Today in Alliance for Hippocratic Medicine v. U.S. Food & Drug Administration, the Northern District of Texas suspended the 2000 approval of chemical abortion drugs. The stay will go into effect in one week.

The sixty-seven page opinion details the long and sorry twenty-five year history of the U.S. Food and Drug Administration’s (“FDA”) failure to abide by the law, and recognize the risks to women of mifepristone and misoprostol—known as RU-486 by its French manufacturer.

Citing AUL’s brief on behalf of 67 Members of the U.S. Congress, the District Court recognized that in 2000 “[t]o begin, FDA ‘entirely failed to consider an important aspect of the problem’ by omitting any evaluation of the psychological effects of the drug or an evaluation of the long-term medical consequences of the drug.”

The District Court held a preliminary injunction would serve the public interest of patient health and safety, and rejected the government’s argument that unaborted children of women who seek but cannot access abortion will have poorer school records, and more behavioral and social issues.

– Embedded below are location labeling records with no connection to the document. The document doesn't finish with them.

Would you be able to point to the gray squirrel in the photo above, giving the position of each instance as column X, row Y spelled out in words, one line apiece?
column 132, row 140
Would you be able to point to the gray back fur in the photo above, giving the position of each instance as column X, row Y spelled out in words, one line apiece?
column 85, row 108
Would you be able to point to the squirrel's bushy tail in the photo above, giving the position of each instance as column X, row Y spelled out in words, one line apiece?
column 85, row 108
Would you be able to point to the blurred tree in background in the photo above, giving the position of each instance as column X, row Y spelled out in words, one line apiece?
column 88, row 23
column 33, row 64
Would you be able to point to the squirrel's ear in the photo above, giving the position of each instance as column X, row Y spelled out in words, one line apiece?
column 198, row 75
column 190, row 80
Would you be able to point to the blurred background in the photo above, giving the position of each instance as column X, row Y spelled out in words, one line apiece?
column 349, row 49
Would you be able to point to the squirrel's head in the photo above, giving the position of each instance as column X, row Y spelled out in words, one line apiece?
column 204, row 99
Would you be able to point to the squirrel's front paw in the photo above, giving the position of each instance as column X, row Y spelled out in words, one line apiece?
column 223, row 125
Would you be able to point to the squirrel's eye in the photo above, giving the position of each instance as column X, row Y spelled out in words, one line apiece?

As the court writes, “But ‘[u]sing abortion to promote eugenic goals is morally and prudentially debatable’ … Though eugenics were once fashionable in the Commanding Heights and High Court, they hold less purchase after the conflict, carnage, and casualties of the last century revealed the bloody consequences of Social Darwinism practiced by would-be Übermenschen.”

We are grateful that the Northern District of Texas has protected American women and girls against these dangerous drugs, and finally held the FDA accountable for its lawless actions over so many years.

“Americans United for Life applauds the District Court for recognizing that the FDA unlawfully approved chemical abortion drugs,” said Steven H. Aden, AUL Chief Legal Office & General Counsel,“The preliminary injunction safeguards patient health and safety, protecting women and girls from the risks of chemical abortion drugs.”

“This is a great victory for the health and safety of women and girls across America,” states Carolyn McDonnell, AUL Litigation Counsel. “By subverting safeguards for new drug approvals, the FDA capitulated to big abortion interests and endangered patient welfare.”

“The FDA did not rely upon sufficient medical data when approving chemical abortion drugs and had absolutely no data on the drugs’ effect on adolescents,” explains Danielle Pimentel, AUL Policy Counsel. “By blocking these reckless actions, the District Court is safeguarding the health and safety of women and girls seeking chemical abortions across America.”